Il messaggio d’addio: “Ho lottato come un leone”

Nel suo ultimo post, Massimo Battista ha voluto salutare tutti con parole toccanti:

“Dopo aver lottato con tutte le mie forze, per me, per la mia fantastica moglie e per i miei magnifici figli, la mia battaglia termina qui. Ho lottato tanto per questa città, ho sempre cercato di dare un futuro migliore alla mia amata Taranto. Ho combattuto come un solo leone sa fare.”

Battista ha espresso il suo amore per la moglie e i figli, Giovanni, Rosaria e Benedetta, dedicando loro la sua vita e promettendo che sarà il loro faro, “illuminerò le loro giornate e sarò sempre ad un millimetro da loro”.

Una vita dedicata alla lotta per Taranto

Battista è stato un simbolo per Taranto, impegnato in prima linea nella battaglia contro l’inquinamento causato dall’Ilva, cercando di dare voce alle preoccupazioni dei cittadini per la salute e l’ambiente.

Il suo impegno politico come consigliere comunale ha rappresentato un punto di riferimento per tutti coloro che, come lui, si sono opposti alla devastazione ambientale e sanitaria che ha colpito la città negli ultimi decenni.

Gratitudine verso i medici

Nel suo messaggio, Battista ha voluto ringraziare anche i medici che lo hanno seguito durante la malattia, tra cui il dottor Maggi, il dottor Pisconti e la dottoressa Ingrosso, sottolineando come abbiano sempre dato speranza e supporto senza mai abbandonarlo.
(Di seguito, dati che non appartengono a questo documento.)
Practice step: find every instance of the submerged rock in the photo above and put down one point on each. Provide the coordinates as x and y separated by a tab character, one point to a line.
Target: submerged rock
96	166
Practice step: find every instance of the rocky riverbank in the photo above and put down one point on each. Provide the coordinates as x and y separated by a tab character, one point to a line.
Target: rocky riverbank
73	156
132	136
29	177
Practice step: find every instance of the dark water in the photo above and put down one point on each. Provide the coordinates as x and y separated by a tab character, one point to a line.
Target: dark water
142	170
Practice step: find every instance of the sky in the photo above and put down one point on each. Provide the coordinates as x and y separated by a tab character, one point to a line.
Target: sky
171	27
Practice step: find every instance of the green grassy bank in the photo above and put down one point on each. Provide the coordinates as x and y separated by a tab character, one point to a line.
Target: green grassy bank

Una canzone come ultimo saluto

Il suo addio si è concluso con le parole di una canzone che ha rappresentato per lui un’ancora di salvezza nei momenti più difficili: “Sogna, ragazzo, sogna”, un invito a non lasciarsi abbattere dalle difficoltà della vita, a continuare a lottare per un futuro migliore.

Il guerriero di Taranto

Massimo Battista ha voluto firmare il suo messaggio come “il vostro grande guerriero”, un guerriero che ha lottato non solo per la sua salute ma anche per la sua amata città, cercando di costruire un futuro migliore per i suoi concittadini e per le generazioni future.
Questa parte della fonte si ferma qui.